Although Hill’s case is brought under California laws, the implications of the verdict extend well beyond the borders of the Golden State.

First, AADAP is a non-profit. Given the sheer size of Hill’s award, it follows that juries (at least in California) won’t hesitate to penalize employers, non-profit or otherwise, in an employment case. Keep in mind only $546,000 of the verdict was attributable to back and front pay. The jury gave Hill over $1.9 million in compensatory damages and, because the jury found AADAP acted with malice, it tacked on an additional $2.6 million in punitive damages. The best sense is bought sense, but it’s safe to say that AADAP has bought more than enough for other employers to share. Learn from this scenario: Be very careful with employees taking medical leave or needing reasonable accommodations, and work with the people who work for you.

Also, the jury was apparently peeved (to the tune of millions) by its belief that AADAP failed to engage in the interactive process. For those of you not in California, the ADA requires an interactive process and it is a remarkably easy procedure to shortchange. Under the interactive process, employers are required to determine what reasonable accommodations are necessary so an employee can perform essential job functions. In this case, as in any other, there are always two sides to the coin, and we don’t know what evidence that AADAP presented that the jury may have ignored. However, an ounce of prevention would have been worth a pound of cure, and AADAP may have fared better if they could have produced a comprehensive paper trail of their interactions with Hill.

So What Does This Mean for Employers?

In a phrase, “CYA” — cover your accommodations.  In the Hill case, there was apparently enough evidence for the jury to conclude that AADAP did not engage in the interactive process. Learn from its mistake, and save your company the $4.5 million payout by taking these steps:

Create a paper trail. As soon as an employee requests leave or accommodation, document it. Then, send some type of correspondence acknowledging its receipt to the employee who submitted the request.

Follow-up. It’s not enough to say that you received the request. Investigate. Ask questions.

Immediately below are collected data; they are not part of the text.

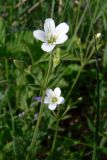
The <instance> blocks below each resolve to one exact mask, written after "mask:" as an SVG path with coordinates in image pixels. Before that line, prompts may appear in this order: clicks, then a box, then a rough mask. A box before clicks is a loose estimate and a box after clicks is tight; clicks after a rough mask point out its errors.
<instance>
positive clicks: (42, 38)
mask: <svg viewBox="0 0 107 160" xmlns="http://www.w3.org/2000/svg"><path fill="white" fill-rule="evenodd" d="M33 36H34V37H35V38H36V39H38V40H40V41H42V42H46V36H45V32H44V31H42V30H36V31H33Z"/></svg>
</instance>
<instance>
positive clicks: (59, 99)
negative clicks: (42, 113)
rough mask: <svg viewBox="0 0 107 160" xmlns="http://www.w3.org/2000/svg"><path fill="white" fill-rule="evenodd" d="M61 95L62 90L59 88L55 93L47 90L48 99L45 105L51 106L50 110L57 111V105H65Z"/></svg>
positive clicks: (57, 89)
mask: <svg viewBox="0 0 107 160" xmlns="http://www.w3.org/2000/svg"><path fill="white" fill-rule="evenodd" d="M60 95H61V90H60V88H59V87H57V88H55V89H54V91H53V90H52V89H47V90H46V97H45V99H44V103H45V104H49V105H48V108H49V109H50V110H55V109H56V107H57V105H59V104H63V103H64V98H63V97H61V96H60Z"/></svg>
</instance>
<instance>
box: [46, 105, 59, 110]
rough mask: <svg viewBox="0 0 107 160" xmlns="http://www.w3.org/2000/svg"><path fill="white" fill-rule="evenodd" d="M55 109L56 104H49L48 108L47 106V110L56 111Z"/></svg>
mask: <svg viewBox="0 0 107 160" xmlns="http://www.w3.org/2000/svg"><path fill="white" fill-rule="evenodd" d="M56 107H57V104H49V106H48V108H49V109H50V110H52V111H53V110H55V109H56Z"/></svg>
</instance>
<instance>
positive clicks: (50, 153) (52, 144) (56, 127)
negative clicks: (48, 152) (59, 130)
mask: <svg viewBox="0 0 107 160" xmlns="http://www.w3.org/2000/svg"><path fill="white" fill-rule="evenodd" d="M58 125H59V119H58V120H57V124H56V131H55V134H54V139H53V142H52V147H51V151H50V156H49V159H50V158H52V155H53V152H54V148H55V144H56V140H57V134H58Z"/></svg>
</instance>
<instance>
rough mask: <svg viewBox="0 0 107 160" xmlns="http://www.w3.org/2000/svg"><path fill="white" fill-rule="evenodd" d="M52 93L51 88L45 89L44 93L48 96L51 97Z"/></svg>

Request additional information about the impairment—within reason—to find out what the employee’s doctor says she can (or cannot) do.

Talk it out. This is not a one-sided conversation. Speak with the employee, and get his feedback and suggestions on how you can accommodate his needs while also ensuring that your business productivity and continuity is preserved. Involve the employee’s doctor or your company doctor as appropriate. Keep an open mind about what accommodations may work (and don’t forget that the EEOC thinks–and some courts agree–that leave is a reasonable accommodation).

Create (another) paper trail. After you confer with the employee, send another correspondence outlining what you discussed, whether you reached a viable solution, and what action steps you both have to take going forward. Don’t reach the end of the process until you are sure there is no reasonable accommodation.

The duty of accommodation is continuing; it doesn’t stop after the first request or the first meeting. Each employee and her circumstances will present unique sets of problems that require constant vigilance, attention, and awareness on the employer’s behalf.

DISCLAIMER: Because of the generality of this update, the information provided herein may not be applicable in all situations and should not be acted upon without specific legal advice based on particular situations.